RBD affects up to half of Parkinson’s patients and often appears several years before motor symptoms. People with Parkinson’s and RBD typically experience more non-motor symptoms such as cognitive impairment, daytime sleepiness, and depression than those without RBD.
Apathy is very common in Parkinson’s patients and affects the treatment and long-term outcomes of the disease. Recent evidence showed a high prevalence of apathy in people with RBD and depression, but studies on the association between these disorders in Parkinson’s patients are still lacking.
Researchers at the University of Bern in Switzerland addressed this shortcoming by analyzing the motor function of 64 Parkinson’s patients, using the modified Hoehn & Yahr stage and the Unified Parkinson’s Disease Rating Scale (on and off dopaminergic medication), prior to deep brain stimulation from 2012 to 2016.
Non-motor assessments included the Starkstein apathy scale (SAS), the Hamilton depression rating scale, the Epworth sleepiness scale, and the mini-mental state examination of cognitive impairment. No patient had relevant cognitive deterioration or dementia.
Of the patients, 26 (40%) fulfilled the criteria for RBD (mean age of 62.6 years, Parkinson’s duration of 12.8 years), while 38 did not (mean age of 63 years, disease duration of 11.4 years). Motor function of the two groups only differed in the UPDRS part 2 score, related to daily living activities. This score was higher in patients with RBD when specifically analyzing the periods they were off medication.
Among the patients with RBD, 52% had apathy, defined as a score of 14 or higher on the SAS, while 50% had more symptoms of depression. In the group without RBD, apathy was observed in 42% of patients and depressive symptoms in 20% of them.
Patients with RBD had significantly higher mean apathy and depression scores, indicating greater severity, than those without this disorder. Higher apathy scores were especially seen in women. In contrast, the results of sleepiness and cognitive function were similar between the two groups.
“In [Parkinson’s], RBD is associated with isolated apathy and increased severity of depressive symptoms, independent of medication, motor and other non-motor symptoms,” the researchers wrote.
As for patients without depression, an increased apathy score was found in 53% of those with RBD and 29% of those without RBD. The data also showed that 58% of those with RBD and 64% of those without RBD had increased depressive symptoms but not an increased apathy score.
According to the researchers, this finding means that although their overlap is well-known, “apathy should not be considered as a mere symptom of depression.”

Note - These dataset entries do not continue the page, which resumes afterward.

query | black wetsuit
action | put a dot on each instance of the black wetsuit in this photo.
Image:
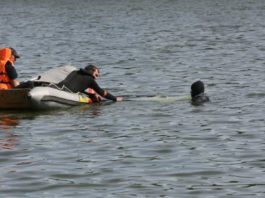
(80, 80)
(200, 99)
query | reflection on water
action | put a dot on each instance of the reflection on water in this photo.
(8, 140)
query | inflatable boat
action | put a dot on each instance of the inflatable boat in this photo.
(43, 93)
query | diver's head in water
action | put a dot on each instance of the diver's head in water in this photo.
(197, 88)
(197, 93)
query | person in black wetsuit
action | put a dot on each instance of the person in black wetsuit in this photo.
(84, 81)
(198, 96)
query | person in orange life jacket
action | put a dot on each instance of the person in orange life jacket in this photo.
(84, 80)
(8, 74)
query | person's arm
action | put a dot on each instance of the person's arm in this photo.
(104, 93)
(12, 74)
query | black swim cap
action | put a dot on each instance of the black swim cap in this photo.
(197, 88)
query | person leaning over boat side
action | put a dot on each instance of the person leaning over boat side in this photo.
(198, 96)
(84, 80)
(8, 73)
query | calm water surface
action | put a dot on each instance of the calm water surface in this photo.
(146, 147)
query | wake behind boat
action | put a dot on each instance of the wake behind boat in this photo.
(43, 94)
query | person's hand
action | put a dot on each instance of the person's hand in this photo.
(119, 99)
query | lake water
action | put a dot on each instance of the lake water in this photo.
(144, 147)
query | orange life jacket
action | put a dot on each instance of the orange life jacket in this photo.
(5, 56)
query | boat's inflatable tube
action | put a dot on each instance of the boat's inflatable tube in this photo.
(46, 95)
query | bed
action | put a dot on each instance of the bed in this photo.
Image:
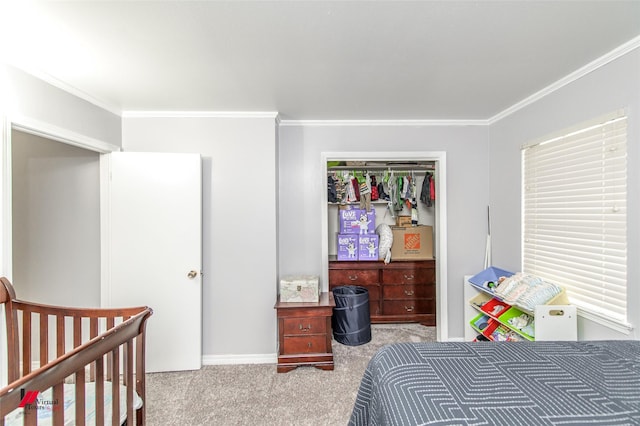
(498, 383)
(71, 366)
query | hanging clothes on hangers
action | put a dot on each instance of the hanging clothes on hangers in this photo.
(425, 193)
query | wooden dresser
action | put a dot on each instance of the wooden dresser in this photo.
(304, 334)
(400, 291)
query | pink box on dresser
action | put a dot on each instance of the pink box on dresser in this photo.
(368, 246)
(347, 246)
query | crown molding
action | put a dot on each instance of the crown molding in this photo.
(570, 78)
(200, 114)
(369, 123)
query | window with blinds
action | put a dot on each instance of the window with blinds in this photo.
(575, 216)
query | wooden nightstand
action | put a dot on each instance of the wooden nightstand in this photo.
(304, 334)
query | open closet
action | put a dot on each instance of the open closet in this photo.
(399, 198)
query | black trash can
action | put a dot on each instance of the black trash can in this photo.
(350, 321)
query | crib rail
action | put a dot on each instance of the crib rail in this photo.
(50, 346)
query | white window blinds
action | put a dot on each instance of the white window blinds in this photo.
(575, 216)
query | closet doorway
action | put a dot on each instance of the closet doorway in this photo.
(438, 159)
(55, 198)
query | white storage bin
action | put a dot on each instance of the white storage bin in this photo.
(556, 322)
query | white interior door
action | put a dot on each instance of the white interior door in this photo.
(153, 250)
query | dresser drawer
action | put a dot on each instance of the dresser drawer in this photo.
(353, 277)
(408, 307)
(374, 290)
(408, 291)
(408, 276)
(304, 344)
(308, 325)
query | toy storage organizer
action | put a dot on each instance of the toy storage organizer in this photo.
(488, 316)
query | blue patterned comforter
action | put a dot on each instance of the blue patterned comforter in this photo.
(489, 383)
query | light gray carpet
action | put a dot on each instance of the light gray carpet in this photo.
(257, 395)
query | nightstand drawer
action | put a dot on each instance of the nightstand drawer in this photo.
(407, 291)
(353, 277)
(409, 276)
(305, 344)
(301, 326)
(408, 307)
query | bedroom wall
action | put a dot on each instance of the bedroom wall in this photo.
(239, 225)
(608, 88)
(56, 222)
(301, 185)
(25, 98)
(23, 95)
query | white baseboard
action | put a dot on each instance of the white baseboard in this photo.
(240, 359)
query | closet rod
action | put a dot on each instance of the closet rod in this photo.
(399, 167)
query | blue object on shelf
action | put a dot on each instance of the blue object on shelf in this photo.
(488, 279)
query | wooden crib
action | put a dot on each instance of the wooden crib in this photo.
(72, 366)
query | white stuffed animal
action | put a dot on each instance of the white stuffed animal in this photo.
(385, 241)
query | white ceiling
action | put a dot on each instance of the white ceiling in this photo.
(320, 60)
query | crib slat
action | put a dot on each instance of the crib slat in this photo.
(58, 411)
(100, 391)
(80, 374)
(110, 325)
(140, 379)
(80, 397)
(44, 338)
(93, 332)
(115, 386)
(26, 342)
(31, 415)
(60, 335)
(129, 379)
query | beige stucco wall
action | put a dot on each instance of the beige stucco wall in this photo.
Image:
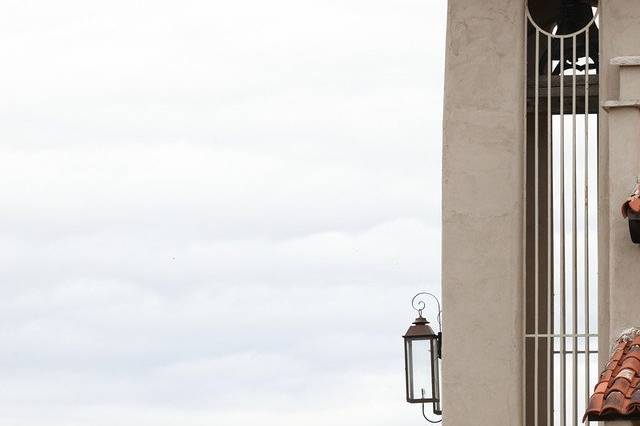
(619, 164)
(483, 212)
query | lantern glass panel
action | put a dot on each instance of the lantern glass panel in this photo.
(419, 366)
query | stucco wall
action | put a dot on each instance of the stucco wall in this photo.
(618, 162)
(483, 162)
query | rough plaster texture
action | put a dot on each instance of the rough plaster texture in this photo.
(630, 81)
(483, 160)
(619, 163)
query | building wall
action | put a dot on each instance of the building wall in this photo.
(619, 163)
(483, 167)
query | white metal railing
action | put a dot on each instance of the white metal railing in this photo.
(569, 329)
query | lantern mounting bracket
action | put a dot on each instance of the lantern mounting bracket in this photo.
(418, 304)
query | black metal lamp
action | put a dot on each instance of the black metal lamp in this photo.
(422, 354)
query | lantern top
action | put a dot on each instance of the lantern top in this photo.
(419, 328)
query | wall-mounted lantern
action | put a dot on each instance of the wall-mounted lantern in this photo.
(422, 354)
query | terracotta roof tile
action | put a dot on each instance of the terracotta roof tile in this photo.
(617, 394)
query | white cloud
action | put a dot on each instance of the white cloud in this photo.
(215, 213)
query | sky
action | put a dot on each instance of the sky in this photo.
(216, 213)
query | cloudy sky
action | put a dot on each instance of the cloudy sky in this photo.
(215, 213)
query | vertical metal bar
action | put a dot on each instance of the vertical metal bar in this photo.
(574, 235)
(536, 230)
(563, 360)
(524, 240)
(549, 234)
(586, 220)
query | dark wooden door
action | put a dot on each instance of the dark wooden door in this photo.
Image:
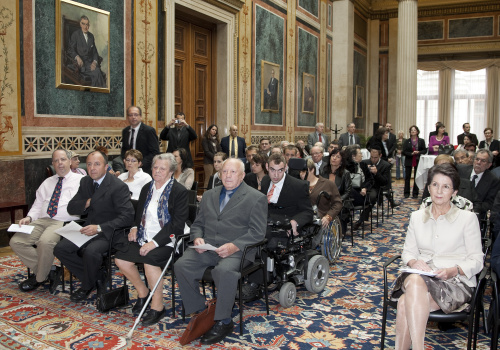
(194, 93)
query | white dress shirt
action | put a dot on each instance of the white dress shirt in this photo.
(70, 186)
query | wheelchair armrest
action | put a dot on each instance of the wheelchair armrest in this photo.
(249, 247)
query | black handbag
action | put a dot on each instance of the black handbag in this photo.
(446, 149)
(107, 300)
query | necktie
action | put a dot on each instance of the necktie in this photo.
(474, 178)
(132, 139)
(226, 199)
(232, 148)
(54, 200)
(270, 194)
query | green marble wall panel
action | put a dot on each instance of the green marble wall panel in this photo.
(269, 47)
(470, 27)
(311, 6)
(49, 99)
(307, 63)
(359, 79)
(430, 30)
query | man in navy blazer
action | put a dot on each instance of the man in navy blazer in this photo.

In the group with RBD, women showed more frequent and more severe apathy, as well as more frequent use of antidepressants than men, but these were not statistically significant. However, gender was the only independent predictor of apathy in the group with RBD, with women having a higher risk. No other gender difference was found.
This study suggests that patients with Parkinson’s and RBD “should receive targeted medical attention to improve diagnosis, monitoring and management of neuropsychiatric symptoms and their consequences,” the researchers concluded.